BURKE: They have their role, we have ours. What I will say is, we have record low unemployment right now – record low. And we view that as a strength. Every single Australian who we can find into a job, that is a good outcome to have. And so we’re presiding over the best jobs outcomes right now of any first-term government. And no other government has come close, and we're only 18 months in. The jobs story from this Government is really positive. And that’s something – we’re proud of it. We’re continuing with that work. We just want to make sure that in those jobs people aren’t underpaid and people get good wages too.
KARVELAS: Minister, last time you were on the program we talked about the war in Gaza and you made a lot of headlines out of that interview. We are several weeks on from that and last night I just want to ask you about something very local – about 400 people waving flags and calling for a ceasefire in Gaza gathered near a boat ramp in Sydney and were met by local and mounted police and the force’s riot squad. They were there to protest the arrival of an Israeli-owned container ship. Is that appropriate protest in your view?

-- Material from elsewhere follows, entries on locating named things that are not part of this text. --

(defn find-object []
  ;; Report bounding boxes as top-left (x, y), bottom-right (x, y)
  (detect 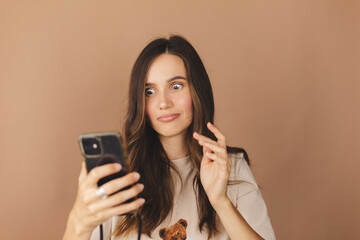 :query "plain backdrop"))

top-left (0, 0), bottom-right (360, 240)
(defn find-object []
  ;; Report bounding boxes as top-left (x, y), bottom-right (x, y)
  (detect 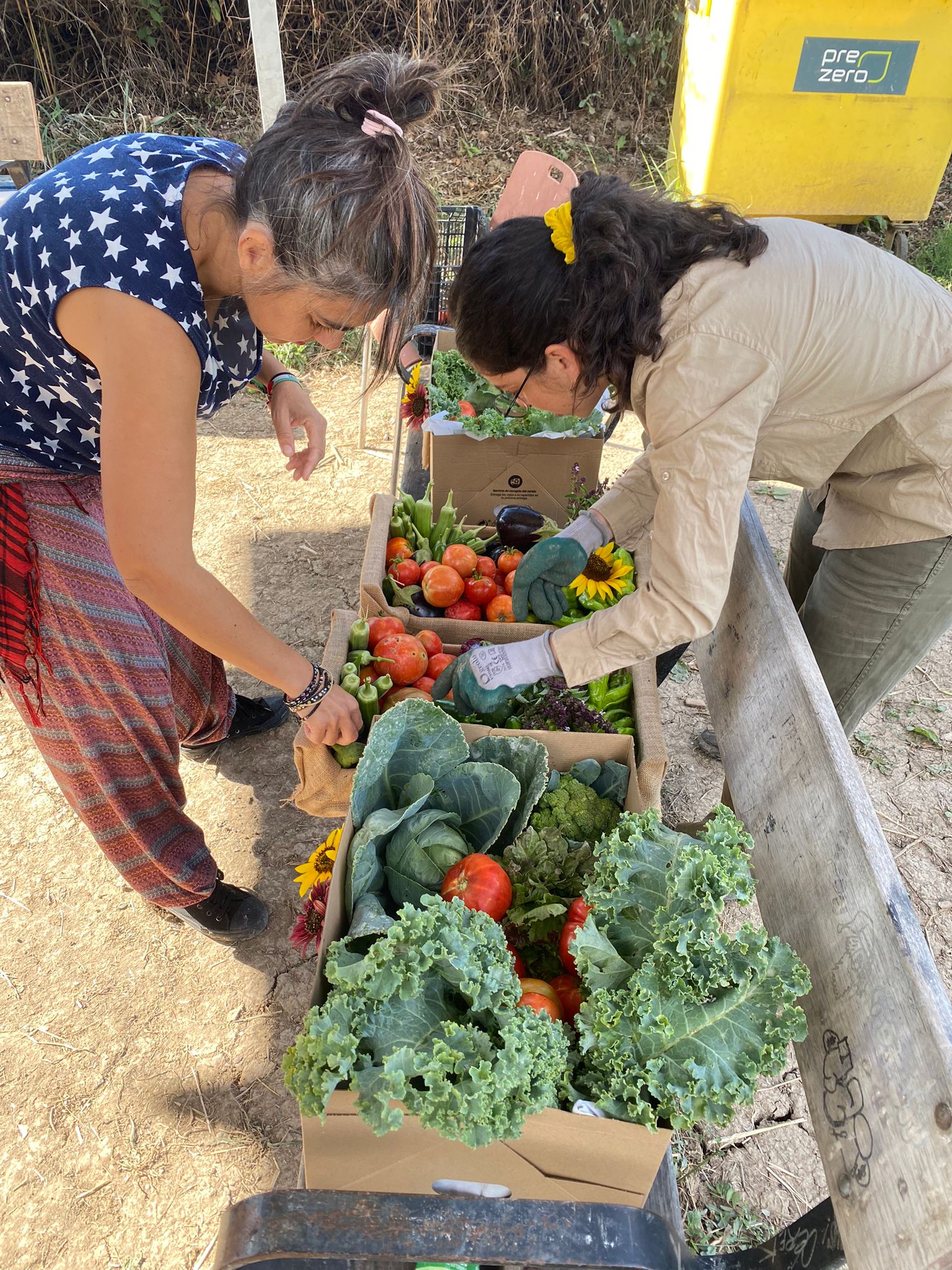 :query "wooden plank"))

top-left (0, 82), bottom-right (43, 164)
top-left (695, 497), bottom-right (952, 1270)
top-left (247, 0), bottom-right (286, 131)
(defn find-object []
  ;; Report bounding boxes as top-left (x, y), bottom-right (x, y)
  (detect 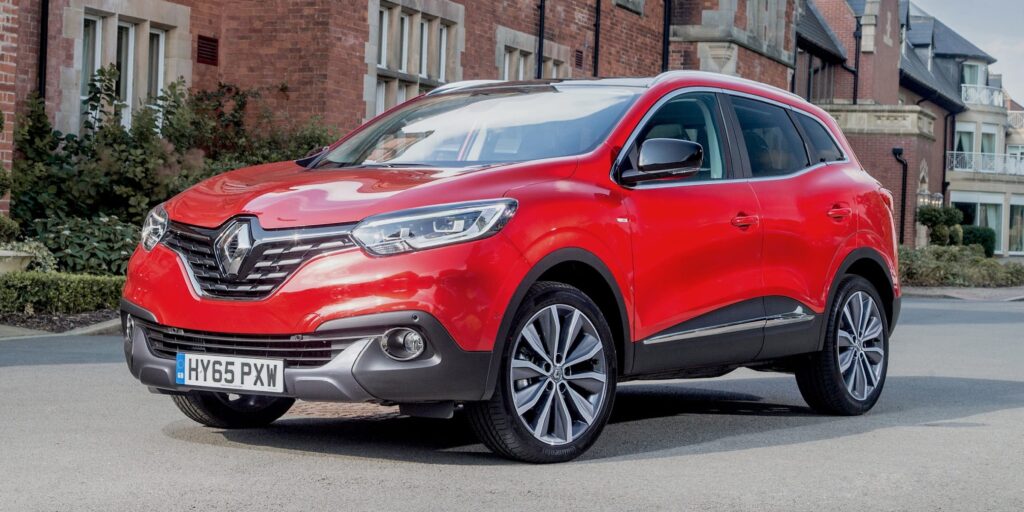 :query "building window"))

top-left (398, 14), bottom-right (409, 73)
top-left (437, 24), bottom-right (447, 82)
top-left (80, 16), bottom-right (102, 123)
top-left (420, 22), bottom-right (430, 77)
top-left (377, 8), bottom-right (389, 68)
top-left (115, 24), bottom-right (135, 128)
top-left (146, 31), bottom-right (167, 102)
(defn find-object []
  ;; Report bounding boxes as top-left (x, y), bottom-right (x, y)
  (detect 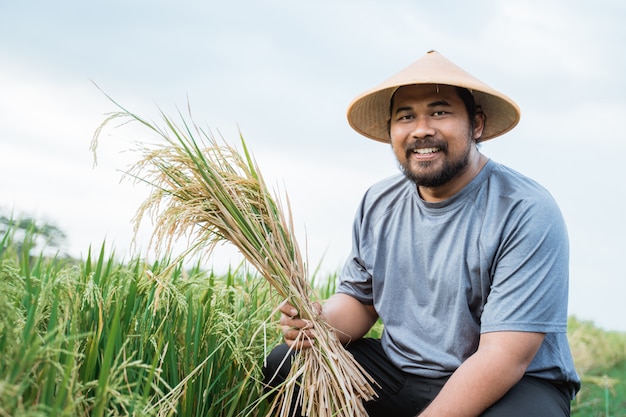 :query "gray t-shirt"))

top-left (337, 161), bottom-right (579, 389)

BURKE: I’m always wary of – and I’m not saying this about any of those protestors; I haven’t seen the footage of those protestors themselves – I’m always wary of where some protests can morph or ignite in different ways anti-Semitism, and I’m always very wary of protests of that nature. But let me say this: the view of the community that I represent is very much they just want the deaths to stop. That’s what they want.

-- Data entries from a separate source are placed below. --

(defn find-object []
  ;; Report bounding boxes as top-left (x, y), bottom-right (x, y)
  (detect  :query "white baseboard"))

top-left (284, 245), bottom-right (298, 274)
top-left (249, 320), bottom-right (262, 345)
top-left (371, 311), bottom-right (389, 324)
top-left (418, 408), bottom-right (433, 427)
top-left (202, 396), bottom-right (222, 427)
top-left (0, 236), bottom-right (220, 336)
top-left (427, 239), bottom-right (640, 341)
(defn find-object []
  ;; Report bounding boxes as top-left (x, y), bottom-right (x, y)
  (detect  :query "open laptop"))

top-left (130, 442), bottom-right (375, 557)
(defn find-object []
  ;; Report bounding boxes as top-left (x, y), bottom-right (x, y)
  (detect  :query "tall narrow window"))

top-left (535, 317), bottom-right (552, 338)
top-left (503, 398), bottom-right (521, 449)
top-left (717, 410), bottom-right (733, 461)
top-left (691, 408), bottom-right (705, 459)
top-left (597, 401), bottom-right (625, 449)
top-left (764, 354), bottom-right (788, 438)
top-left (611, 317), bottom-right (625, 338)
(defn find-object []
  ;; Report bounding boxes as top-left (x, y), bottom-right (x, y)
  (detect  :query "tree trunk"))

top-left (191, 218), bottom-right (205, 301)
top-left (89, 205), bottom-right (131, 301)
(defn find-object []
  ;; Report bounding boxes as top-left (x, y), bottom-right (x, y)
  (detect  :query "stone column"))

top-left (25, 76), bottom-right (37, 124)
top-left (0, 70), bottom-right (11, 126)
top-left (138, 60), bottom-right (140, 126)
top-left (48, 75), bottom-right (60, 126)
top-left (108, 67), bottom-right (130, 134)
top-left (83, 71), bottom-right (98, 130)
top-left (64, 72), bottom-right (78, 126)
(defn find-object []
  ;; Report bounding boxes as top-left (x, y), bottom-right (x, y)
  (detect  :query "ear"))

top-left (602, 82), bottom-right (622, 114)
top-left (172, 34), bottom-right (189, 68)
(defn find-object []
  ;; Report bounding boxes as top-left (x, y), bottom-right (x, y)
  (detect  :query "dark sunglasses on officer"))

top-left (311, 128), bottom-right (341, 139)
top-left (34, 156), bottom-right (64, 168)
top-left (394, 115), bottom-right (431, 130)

KARVELAS: They want a ceasefire, a lot of the people in your community.
BURKE: Yeah.
KARVELAS: But your Government hasn’t supported one.
BURKE: Yeah, well, Penny Wong has said that we need to work through the steps towards a ceasefire. Penny Wong made those comments on Insiders a couple of weeks ago. And, I met last week – a bit over a week ago now with Mona Sakr, one of the Australians who Australia helped get out of Gaza. When you hear the stories that are happening on the ground, it’s horrific. And so, yes, the views are very strong. I’m limited in what I can say about that particular protest as I haven’t seen the footage on that. But. what I can say is there a desperation of people wanting the deaths to end and –
KARVELAS: Can’t that only happen with a ceasefire? That’s what the protest movement is calling for.
BURKE: And I’ve repeated what Penny Wong has said in terms of wanting those steps towards a ceasefire to be taken.
KARVELAS: Minister, thank you so much for your time.
BURKE: Great to talk. Thank you.
KARVELAS: Minister for Industrial Relations Tony Burke there. And you’re listening to ABC RN Breakfast.